Calculating the top ten words in the text also uses get_words_from_page since the array needs to be identical to that of the word count.

Once provided with the array generate_frequent_words uses reject to remove the words in the array including in a list of stop-words based on stopwords-en in an attempt to return meaningful words in the context of the website.

The list of stop-words is ~1000 words long, implemented as a set and loaded via an initialiser. This was implemented in such a way to ensure the list is only loaded once and permits O(1) lookup compared to iterating an array to find a match every time. As the list is entirely lowercase, each word passed to the set for comparison is .downcase, rejecting them regardless of case without introducing a need to track whether a word began with a capital letter at the time of check.

Once purged of stop-words the remaining data is tallied and the top ten by size extracted via .tally.max_by(10) { |_, v| v }. Originally the top ten were selected using sort_by, reverse, and limit but exploration of Enumerable docs led me to realise sorting the entire array to pull the first ten elements is inefficient compared to other available methods.
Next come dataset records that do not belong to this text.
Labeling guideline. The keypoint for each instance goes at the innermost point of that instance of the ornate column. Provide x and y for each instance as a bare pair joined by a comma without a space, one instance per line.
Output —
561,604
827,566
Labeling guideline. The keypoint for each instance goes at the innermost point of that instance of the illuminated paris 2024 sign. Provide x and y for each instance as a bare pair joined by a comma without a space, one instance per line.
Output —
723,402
Once passed to the view the frequent words hash is iterated by key, value with each populating a column per row.

Table of Contents

The generation of table of contents adopts similar logic to that of calculating the word count, in the sense it uses a method of falling back through specific elements in an attempt to identify a pre-existing table of contents and the anchors within, generating one built on the available page headings if an existing table cannot be identified.

The logical implementation is:

  1. Attempt to identify HTML element with reference to providing a table of contents or page outline, fallback to <h1> - <h6> if required
  2. Extract its level of nesting via heading strength or sum of list ancestors depending on identified ToC element as an element with multiple list declaration ancestors will always be a nested list.
  3. For each element extracted, strip numbered prefixes via regex
  4. Create a stack tracking nest level, assigning children to nested hashes where appropriate

Once this hash is returned it is rendered via a partial containing a conditional if children.present?. If true, the partial recursively renders itself until .present? evaluates to false, allowing the nested elements to display appropriately.

Consideration was given to other methods of rendering, such as implementing javascript via stimulus to create the list elements dynamically instead of iterating a simple partial or rethinking the data structure used to hold the table so it was not nested to begin with but through use it was noticed that the show page for ruby-lang documentation for String loaded in its entirety in 230ms, significantly less time than required for users to lose attention for a task despite the sites side bar being longer than one would expect from most sites.

Testing

This submission aims to have an effective yet concise test-suite by testing the public implementation of the analysis interface using html fixtures, removing a dependency on a fetching library to be functional for the suite to run.

The tests make an effort to not evaluate the functions belonging to third-party libraries, meaning, while there is fall back logic with element selection the tests ensure the relevant fall back happens when it should. It does not evaluate whether Nokogiri is detecting the appropriate elements via its methods (mainly .css())to begin with, that responsibility would fall within the test suite of Nokogiri.

There is a system test present that was written to ensure url submission returns correctly depending on result, though this is not entirely comprehensive as the system is straight-forward enough to be mainly tested through use. There’s no JavaScript that would necessitate a full system test, even then, the argument could be made that system tests have failed.